US 12,292,784 B2
Systems and methods for evaluating, validating, correcting, and loading data feeds based on artificial intelligence input
Vijaya Kumar Vegulla, Telangana (IN); Rama Venkata S. Kavali, Frisco, TX (US); Venugopala Rao Randhi, Telangana (IN); and Damodarrao Thakkalapelli, Agoura Hills, CA (US)
Assigned to BANK OF AMERICA CORPORATION, Charlotte, NC (US)
Filed by BANK OF AMERICA CORPORATION, Charlotte, NC (US)
Filed on Jan. 22, 2024, as Appl. No. 18/418,458.
Application 18/418,458 is a continuation of application No. 17/680,561, filed on Feb. 25, 2022, granted, now 11,947,411.
Prior Publication US 2024/0160512 A1, May 16, 2024
This patent is subject to a terminal disclaimer.

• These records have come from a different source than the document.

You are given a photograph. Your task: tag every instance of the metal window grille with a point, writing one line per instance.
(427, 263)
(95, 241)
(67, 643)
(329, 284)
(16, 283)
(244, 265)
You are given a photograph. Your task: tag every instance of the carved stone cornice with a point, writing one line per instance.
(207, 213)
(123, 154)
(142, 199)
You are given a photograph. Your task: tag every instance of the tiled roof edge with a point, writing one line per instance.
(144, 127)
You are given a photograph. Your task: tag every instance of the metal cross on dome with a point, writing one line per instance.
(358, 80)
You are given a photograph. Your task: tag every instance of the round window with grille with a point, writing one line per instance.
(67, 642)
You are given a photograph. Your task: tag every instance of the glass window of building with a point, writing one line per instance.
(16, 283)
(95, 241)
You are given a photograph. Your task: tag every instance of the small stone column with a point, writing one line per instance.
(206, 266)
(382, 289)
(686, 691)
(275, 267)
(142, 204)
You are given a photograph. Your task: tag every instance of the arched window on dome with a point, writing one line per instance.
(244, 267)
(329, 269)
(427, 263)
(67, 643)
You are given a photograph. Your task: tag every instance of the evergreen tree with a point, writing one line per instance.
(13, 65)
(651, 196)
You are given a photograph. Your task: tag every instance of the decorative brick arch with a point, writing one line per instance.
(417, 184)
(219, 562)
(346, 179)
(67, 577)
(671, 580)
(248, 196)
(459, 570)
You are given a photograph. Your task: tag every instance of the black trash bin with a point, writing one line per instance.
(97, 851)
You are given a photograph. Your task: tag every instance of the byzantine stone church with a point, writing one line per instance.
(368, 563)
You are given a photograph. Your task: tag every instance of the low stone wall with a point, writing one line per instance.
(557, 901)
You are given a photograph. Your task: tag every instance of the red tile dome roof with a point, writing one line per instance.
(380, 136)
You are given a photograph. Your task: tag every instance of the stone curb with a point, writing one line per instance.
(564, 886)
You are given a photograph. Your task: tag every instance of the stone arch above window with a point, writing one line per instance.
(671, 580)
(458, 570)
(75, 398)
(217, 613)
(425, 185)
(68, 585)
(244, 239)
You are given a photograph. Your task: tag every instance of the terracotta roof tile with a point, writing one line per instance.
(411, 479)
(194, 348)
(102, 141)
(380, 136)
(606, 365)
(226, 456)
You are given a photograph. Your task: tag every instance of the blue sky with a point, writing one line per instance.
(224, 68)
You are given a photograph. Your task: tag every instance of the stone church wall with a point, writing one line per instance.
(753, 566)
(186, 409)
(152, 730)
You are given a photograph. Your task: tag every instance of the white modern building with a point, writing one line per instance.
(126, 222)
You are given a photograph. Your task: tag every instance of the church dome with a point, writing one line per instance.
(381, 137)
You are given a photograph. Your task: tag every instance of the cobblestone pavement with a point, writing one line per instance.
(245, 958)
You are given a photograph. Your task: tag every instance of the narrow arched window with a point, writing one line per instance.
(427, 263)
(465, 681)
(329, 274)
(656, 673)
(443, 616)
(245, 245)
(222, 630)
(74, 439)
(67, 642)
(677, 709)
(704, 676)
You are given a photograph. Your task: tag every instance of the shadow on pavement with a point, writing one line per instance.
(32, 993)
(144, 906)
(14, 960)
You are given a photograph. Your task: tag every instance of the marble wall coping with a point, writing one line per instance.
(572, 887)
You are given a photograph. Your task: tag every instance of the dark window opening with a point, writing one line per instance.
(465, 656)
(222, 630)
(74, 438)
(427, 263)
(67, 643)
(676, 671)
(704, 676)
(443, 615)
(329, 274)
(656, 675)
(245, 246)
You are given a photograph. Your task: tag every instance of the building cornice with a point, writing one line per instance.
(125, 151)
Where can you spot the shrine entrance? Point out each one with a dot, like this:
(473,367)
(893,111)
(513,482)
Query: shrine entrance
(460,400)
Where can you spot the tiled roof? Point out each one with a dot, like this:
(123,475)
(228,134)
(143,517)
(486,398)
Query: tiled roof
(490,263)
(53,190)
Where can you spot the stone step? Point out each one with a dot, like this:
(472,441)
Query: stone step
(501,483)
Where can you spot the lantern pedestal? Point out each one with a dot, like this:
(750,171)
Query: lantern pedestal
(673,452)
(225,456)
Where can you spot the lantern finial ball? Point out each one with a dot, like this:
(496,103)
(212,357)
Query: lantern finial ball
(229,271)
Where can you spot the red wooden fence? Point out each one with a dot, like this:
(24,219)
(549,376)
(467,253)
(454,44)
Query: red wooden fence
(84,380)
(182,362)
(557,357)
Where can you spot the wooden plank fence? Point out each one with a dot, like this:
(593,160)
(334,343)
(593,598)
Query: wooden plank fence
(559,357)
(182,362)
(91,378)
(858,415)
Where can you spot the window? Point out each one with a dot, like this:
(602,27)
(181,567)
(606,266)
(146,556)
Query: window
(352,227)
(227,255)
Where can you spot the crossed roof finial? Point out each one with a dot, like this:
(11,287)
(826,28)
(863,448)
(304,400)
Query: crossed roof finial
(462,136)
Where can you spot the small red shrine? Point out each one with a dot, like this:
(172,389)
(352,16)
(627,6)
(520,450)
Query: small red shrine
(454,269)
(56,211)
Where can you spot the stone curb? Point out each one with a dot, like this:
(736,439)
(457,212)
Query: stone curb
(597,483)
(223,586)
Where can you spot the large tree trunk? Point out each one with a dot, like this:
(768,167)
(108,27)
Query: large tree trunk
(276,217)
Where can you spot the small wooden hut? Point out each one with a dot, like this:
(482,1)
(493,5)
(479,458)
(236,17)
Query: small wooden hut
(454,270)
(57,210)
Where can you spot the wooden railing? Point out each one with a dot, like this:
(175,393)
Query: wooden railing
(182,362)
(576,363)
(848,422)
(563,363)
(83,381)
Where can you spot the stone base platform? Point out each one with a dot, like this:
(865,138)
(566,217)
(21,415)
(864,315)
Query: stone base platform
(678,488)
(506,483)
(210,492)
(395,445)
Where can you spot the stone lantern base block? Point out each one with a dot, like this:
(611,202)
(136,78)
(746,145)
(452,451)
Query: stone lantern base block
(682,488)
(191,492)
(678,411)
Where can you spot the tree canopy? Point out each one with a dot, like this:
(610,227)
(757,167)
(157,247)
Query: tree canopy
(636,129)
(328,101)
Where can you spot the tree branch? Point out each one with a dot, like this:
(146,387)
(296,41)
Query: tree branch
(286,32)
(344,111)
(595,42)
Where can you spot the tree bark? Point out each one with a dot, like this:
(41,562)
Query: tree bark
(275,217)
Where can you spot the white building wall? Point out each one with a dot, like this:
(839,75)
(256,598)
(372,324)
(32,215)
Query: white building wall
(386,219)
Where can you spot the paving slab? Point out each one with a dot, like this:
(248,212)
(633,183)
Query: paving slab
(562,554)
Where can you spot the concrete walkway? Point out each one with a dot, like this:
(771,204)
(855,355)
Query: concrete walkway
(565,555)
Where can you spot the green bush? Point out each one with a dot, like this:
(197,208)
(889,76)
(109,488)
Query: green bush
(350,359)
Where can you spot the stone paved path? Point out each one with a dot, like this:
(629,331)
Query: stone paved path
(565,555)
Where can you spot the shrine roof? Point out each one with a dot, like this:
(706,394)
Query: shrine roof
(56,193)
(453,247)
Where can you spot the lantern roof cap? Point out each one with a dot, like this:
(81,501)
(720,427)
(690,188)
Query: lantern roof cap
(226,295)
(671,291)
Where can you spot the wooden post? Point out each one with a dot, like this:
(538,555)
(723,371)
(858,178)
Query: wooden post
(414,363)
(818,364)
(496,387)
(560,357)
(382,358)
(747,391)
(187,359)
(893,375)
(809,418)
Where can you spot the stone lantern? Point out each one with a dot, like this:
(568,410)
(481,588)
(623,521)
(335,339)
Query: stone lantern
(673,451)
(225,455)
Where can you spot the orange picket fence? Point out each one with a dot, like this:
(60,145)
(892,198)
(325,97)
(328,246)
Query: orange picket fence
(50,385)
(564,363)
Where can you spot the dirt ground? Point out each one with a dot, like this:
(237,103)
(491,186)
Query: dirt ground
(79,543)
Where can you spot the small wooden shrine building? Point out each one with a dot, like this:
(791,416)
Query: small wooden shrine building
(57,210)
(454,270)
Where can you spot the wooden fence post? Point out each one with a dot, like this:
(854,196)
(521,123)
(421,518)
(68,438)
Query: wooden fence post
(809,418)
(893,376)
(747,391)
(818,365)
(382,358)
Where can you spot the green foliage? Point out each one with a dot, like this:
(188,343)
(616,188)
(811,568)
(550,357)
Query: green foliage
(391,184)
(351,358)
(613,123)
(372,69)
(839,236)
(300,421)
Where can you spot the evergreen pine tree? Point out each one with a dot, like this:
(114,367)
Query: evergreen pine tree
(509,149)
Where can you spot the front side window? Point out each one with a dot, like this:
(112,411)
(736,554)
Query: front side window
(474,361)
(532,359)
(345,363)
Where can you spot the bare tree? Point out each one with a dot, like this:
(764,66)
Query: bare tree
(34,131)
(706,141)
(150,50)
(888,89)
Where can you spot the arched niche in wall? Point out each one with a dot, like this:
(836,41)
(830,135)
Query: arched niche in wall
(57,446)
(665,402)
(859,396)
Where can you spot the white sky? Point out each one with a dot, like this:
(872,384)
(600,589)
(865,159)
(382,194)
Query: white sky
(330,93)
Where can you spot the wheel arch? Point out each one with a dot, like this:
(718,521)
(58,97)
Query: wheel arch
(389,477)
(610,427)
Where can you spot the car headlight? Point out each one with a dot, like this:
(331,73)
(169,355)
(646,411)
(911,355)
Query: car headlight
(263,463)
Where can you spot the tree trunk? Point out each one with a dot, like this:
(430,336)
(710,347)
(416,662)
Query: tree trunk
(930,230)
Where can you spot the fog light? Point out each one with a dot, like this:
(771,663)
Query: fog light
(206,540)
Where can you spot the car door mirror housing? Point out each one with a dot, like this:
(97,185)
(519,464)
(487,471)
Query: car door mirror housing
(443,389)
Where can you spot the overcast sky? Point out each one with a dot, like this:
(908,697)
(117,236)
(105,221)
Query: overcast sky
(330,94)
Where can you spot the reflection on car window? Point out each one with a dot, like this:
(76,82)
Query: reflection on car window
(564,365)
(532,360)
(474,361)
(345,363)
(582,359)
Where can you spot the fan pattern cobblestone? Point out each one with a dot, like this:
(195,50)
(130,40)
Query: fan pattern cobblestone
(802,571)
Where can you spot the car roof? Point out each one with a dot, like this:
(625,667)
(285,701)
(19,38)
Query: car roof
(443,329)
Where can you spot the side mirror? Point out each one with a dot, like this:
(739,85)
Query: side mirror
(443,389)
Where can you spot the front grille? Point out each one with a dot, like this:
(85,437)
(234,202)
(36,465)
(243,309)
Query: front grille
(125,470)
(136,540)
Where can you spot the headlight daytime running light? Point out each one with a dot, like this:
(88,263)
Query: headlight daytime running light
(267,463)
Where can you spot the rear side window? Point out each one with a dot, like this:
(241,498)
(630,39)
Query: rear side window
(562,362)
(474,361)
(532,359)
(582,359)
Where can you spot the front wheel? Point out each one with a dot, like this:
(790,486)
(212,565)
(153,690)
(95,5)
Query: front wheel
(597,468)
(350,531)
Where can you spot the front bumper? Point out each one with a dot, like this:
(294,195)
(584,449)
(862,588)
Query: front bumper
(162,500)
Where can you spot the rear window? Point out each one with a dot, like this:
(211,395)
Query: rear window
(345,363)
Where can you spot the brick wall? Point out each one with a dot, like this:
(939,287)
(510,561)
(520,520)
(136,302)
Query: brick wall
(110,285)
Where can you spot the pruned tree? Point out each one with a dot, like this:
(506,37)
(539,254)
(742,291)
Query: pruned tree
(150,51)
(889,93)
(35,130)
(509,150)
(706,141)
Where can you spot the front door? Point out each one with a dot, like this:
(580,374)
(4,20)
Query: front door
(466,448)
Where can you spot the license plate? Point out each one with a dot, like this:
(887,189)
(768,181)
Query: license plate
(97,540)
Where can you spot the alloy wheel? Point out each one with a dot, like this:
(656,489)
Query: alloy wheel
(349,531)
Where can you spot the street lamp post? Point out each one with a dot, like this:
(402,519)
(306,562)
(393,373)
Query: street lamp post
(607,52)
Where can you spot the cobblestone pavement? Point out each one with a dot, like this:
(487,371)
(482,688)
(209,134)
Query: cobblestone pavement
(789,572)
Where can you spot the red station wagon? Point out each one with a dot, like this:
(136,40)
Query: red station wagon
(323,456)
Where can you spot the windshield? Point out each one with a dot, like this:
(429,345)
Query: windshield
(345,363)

Int. Cl. G06F 11/07 (2006.01); G06F 11/34 (2006.01)
CPC G06F 11/0754 (2013.01) [G06F 11/0715 (2013.01); G06F 11/0793 (2013.01); G06F 11/3452 (2013.01)] 20 Claims
OG exemplary drawing
 
1. A system for evaluating, validating, correcting, and loading data feeds based on artificial intelligence input, the system comprising:
at least one non-transitory storage device; and
at least one processing device coupled to the at least one non-transitory storage device, wherein the at least one processing device is configured to:
receive a data feed from a source for loading to a target data structure;
apply a first machine learning model to the data feed, where the first machine learning model has been trained using first historical data to determine thresholds for likelihoods of data feeds failing to load, wherein the thresholds are determined based on (i) sizes of data feeds associated with higher likelihoods of failing to load and (ii) associations of the data feeds with repeat failure histories, and wherein the first historical data comprises characteristics of historical data feeds and outcomes of loading the historical data feeds;
determine, using the first machine learning model and based on characteristics of the data feed, a threshold for a likelihood of the data feed failing to load;
analyze, based on historical feed data, metadata of the data feed to determine a likelihood of the data feed failing to load;
determine whether the likelihood of the data feed failing to load satisfies the threshold;
determine whether the data feed is associated with a recent rejection of another data feed based on characteristics of the data feed, characteristics of historical data feeds, the source from which the data feed was received, and the target data structure to which the data feed is to be loaded;
load, based on determining that the likelihood of the data feed failing to load satisfies the threshold and based on determining that the data feed is not associated with the recent rejection of the other data feed, the data feed to the target data structure;
determine, after loading the data feed to the target data structure, whether the data feed failed to load;
based on determining that the data feed failed to load, iteratively and until each subdivided data feed loads or is added to a failed data log:
apply a second machine learning model trained using second historical data to determine numbers of parts into which to split data feeds to have shortest times for at least one of successfully identifying errors or successfully loading the data feeds, wherein splitting the data feeds comprises, for a given data feed, dividing a total number of rows in the given data feed by a number N of parts and splitting the given data feed into the number N of subdivided data feeds each having the same number of rows;
determine, using the second machine learning model, a number N of parts into which to split the data feed;
subdivide, into N subdivided data feeds, the data feed or each of the subdivided data feeds that fails to load and that is not a single data row;
load each of the subdivided data feeds to the target data structure; and
for each of the subdivided data feeds that fails to load, correct an error in the subdivided data feed or add the subdivided data feed to the failed data log;
transmit, to a user device associated with the source, the failed data log; and
continuously retrain the first machine learning model and the second machine learning model using data and metadata associated with loaded data feeds, subdividing the loaded data feeds, correcting errors in the loaded data feeds, outcomes of attempts to load subdivided parts of the loaded data feeds, and outcomes of attempts to load loaded data feeds including corrected errors.